Final answer:
The compound's empirical formula is calculated as Fe2O3 by finding the mole ratio of iron to oxygen and converting it to the smallest whole numbers. The molecular formula is also Fe2O3 because the molar mass of the compound is close to that of the empirical formula, indicating a one-to-one ratio.
Step-by-step explanation:
To determine the molecular formula of a compound with 69.94 percent iron (Fe) and 30.06 percent oxygen (O), given that its molar mass is 199.55 grams per mole, we need to calculate the empirical formula first and then the molecular formula. The mass percentages provide a direct way to find the empirical formula, which expresses the smallest whole number ratio of moles of each element in the compound.

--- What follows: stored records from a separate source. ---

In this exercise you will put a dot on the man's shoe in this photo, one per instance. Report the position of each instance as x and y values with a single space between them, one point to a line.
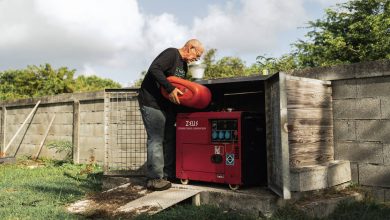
172 179
158 184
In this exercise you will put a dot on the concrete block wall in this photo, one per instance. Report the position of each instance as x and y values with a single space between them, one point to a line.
361 114
78 119
28 140
91 134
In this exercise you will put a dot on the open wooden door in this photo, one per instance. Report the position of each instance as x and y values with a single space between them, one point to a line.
277 135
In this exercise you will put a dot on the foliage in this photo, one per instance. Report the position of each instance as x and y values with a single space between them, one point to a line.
224 67
355 31
65 147
138 82
43 80
93 83
204 212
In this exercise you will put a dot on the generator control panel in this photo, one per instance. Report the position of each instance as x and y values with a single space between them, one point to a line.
221 147
224 130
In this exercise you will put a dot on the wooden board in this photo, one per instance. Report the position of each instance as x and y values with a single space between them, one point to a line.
158 201
277 137
310 121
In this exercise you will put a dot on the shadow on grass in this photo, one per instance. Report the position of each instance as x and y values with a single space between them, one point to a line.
92 181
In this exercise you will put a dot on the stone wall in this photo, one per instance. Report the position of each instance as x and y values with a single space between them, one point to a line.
361 114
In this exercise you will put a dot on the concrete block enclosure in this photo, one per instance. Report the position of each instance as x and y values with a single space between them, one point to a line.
317 121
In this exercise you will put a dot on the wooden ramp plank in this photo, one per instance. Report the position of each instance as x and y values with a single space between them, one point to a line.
158 201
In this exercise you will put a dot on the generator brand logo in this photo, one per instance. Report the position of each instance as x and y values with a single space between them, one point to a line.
230 159
191 125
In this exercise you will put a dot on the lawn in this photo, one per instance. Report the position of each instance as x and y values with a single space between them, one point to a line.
31 190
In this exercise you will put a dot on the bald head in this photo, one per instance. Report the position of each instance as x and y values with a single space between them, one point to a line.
192 50
194 43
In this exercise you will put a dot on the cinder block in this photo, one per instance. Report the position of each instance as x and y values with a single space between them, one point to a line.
94 142
92 106
91 117
374 175
373 130
386 154
61 130
365 108
344 130
339 171
355 172
344 109
362 152
53 138
373 87
344 89
385 107
308 178
377 193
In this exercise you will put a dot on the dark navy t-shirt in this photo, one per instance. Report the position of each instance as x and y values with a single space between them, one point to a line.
167 63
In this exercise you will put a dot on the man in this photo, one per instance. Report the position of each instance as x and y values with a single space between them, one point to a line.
159 113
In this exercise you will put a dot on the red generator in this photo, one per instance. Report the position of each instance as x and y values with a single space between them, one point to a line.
221 147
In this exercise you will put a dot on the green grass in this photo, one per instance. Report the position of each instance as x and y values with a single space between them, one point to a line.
357 210
43 192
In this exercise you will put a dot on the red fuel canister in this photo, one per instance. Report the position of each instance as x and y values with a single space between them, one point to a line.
194 95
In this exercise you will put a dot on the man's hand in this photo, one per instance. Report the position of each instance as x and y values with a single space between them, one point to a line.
173 96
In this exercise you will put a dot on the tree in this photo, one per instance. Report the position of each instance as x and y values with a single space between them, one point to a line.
224 67
43 80
355 31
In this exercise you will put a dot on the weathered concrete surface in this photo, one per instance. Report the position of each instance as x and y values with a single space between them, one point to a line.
7 160
323 207
256 201
320 176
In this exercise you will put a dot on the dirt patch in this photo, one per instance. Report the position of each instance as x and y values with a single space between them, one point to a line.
103 205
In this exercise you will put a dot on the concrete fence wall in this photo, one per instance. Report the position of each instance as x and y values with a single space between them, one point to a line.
78 119
361 114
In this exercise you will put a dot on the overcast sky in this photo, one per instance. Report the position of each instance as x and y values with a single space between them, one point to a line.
118 39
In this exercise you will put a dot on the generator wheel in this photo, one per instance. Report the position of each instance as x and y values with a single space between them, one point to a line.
234 186
184 181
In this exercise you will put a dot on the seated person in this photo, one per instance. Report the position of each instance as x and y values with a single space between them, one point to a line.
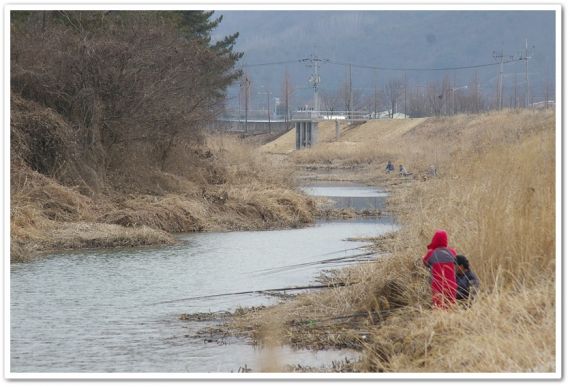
467 281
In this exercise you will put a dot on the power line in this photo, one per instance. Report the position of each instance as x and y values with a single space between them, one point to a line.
419 69
270 63
424 69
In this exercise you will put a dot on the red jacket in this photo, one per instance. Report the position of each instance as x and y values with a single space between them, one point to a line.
441 261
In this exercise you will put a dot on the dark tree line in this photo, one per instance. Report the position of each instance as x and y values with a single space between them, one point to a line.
135 86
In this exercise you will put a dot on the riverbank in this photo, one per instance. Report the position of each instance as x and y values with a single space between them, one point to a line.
248 192
494 194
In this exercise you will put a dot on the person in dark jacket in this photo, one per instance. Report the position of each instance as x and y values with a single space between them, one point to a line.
389 167
440 259
467 281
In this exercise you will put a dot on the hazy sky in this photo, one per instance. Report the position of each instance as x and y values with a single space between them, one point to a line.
393 39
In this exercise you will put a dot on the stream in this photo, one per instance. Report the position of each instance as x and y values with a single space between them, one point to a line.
117 310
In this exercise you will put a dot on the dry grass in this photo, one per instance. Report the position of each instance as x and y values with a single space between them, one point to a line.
247 192
495 195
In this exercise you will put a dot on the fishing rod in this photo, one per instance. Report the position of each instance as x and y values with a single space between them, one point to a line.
338 284
306 264
317 255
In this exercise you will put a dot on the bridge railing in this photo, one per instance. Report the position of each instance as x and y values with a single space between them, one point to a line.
331 115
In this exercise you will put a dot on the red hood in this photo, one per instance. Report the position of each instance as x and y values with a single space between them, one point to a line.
439 240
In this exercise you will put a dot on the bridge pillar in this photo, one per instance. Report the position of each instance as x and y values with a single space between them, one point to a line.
306 134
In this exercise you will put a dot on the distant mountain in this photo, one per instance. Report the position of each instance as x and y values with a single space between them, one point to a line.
393 39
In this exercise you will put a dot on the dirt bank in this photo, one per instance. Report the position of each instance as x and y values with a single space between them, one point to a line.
249 192
494 194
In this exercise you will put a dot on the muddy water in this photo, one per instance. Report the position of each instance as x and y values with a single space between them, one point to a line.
118 310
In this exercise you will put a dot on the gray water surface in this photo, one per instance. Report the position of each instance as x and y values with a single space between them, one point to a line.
117 310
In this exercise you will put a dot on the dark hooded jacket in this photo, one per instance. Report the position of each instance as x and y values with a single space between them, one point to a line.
441 261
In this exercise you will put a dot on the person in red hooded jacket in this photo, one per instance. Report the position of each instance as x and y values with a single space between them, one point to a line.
440 259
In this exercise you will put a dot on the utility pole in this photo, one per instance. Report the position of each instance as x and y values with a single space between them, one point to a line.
245 83
526 57
314 62
268 93
515 87
500 57
375 93
405 96
350 107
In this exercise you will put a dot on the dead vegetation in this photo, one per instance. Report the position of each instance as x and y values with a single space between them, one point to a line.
495 195
107 146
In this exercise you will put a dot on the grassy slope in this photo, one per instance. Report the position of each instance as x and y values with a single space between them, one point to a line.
239 189
495 197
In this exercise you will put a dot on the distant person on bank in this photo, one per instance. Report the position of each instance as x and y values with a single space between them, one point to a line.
403 171
389 167
467 281
440 259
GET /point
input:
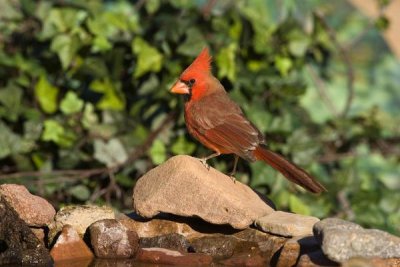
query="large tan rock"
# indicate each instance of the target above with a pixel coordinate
(34, 210)
(70, 246)
(287, 224)
(80, 217)
(184, 186)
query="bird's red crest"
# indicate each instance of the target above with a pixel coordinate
(202, 63)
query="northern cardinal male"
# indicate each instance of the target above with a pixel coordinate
(219, 123)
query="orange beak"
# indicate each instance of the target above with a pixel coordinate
(180, 88)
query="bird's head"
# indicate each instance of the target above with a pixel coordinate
(193, 81)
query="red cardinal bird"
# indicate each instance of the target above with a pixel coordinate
(219, 123)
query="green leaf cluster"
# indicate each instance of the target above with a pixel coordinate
(84, 86)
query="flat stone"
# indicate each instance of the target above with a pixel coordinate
(315, 259)
(245, 259)
(371, 262)
(80, 217)
(113, 239)
(295, 247)
(70, 246)
(171, 257)
(18, 245)
(252, 235)
(169, 241)
(156, 227)
(286, 224)
(341, 240)
(34, 210)
(184, 186)
(218, 246)
(99, 262)
(40, 234)
(271, 248)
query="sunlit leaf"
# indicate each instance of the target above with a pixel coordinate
(148, 57)
(80, 191)
(158, 152)
(54, 131)
(110, 153)
(182, 146)
(226, 62)
(298, 206)
(71, 103)
(112, 99)
(65, 46)
(46, 94)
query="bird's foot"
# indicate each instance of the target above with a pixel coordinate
(204, 162)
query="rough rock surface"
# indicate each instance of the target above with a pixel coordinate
(171, 257)
(79, 217)
(112, 239)
(169, 241)
(34, 210)
(294, 248)
(218, 246)
(184, 186)
(372, 262)
(18, 245)
(315, 259)
(341, 240)
(70, 246)
(287, 224)
(156, 227)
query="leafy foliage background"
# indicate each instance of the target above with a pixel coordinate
(85, 108)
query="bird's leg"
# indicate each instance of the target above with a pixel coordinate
(204, 160)
(233, 172)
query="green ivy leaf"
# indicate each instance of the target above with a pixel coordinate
(226, 62)
(297, 205)
(80, 191)
(55, 132)
(89, 118)
(65, 46)
(193, 43)
(112, 99)
(11, 143)
(71, 103)
(283, 64)
(148, 57)
(46, 94)
(182, 146)
(158, 152)
(152, 6)
(110, 153)
(10, 98)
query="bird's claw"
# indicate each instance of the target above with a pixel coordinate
(204, 162)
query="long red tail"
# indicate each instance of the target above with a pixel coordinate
(289, 170)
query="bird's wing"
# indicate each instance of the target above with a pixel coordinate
(222, 122)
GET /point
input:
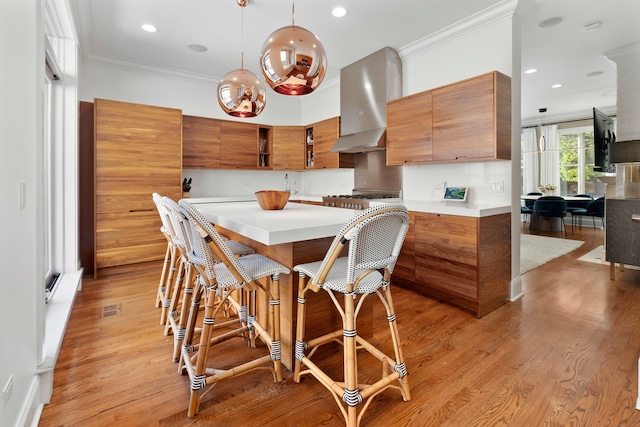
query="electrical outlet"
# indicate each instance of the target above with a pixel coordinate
(7, 391)
(497, 186)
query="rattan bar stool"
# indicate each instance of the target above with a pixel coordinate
(182, 299)
(170, 265)
(238, 281)
(374, 238)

To calculate the moles of Fe and O in 100 g of the compound, we divide the mass of each element by its atomic mass:
- Iron: 69.94 g Fe / 55.85 g/mol Fe = 1.252 moles of Fe
- Oxygen: 30.06 g O / 16.00 g/mol O = 1.878 moles of O
Divide each by the smallest number of moles to get the mole ratio:
- Fe/O ratio = 1.252 / 1.252 = 1.000
- Fe/O ratio = 1.878 / 1.252 = 1.500
The ratio is 1.000 mol of iron to 1.500 mol of oxygen (Fe1O1.5). We multiply the ratio by two to obtain whole numbers:
The empirical formula is Fe2O3. Since the empirical formula represents Fe2O3 with a molar mass of 159.69 g/mol, we can determine the molecular formula by comparing the empirical formula mass to the given molar mass (199.55 g/mol) of the compound. Dividing the molar mass of the compound by the molar mass of the empirical formula gives us:
Molecular formula = (199.55 g/mol) / (159.69 g/mol) = 1.25
Since we cannot have a fraction of an atom in a molecular formula, we round to the nearest whole number, which gives us 1. Thus, the molecular formula is the same as the empirical formula in this case, Fe2O3.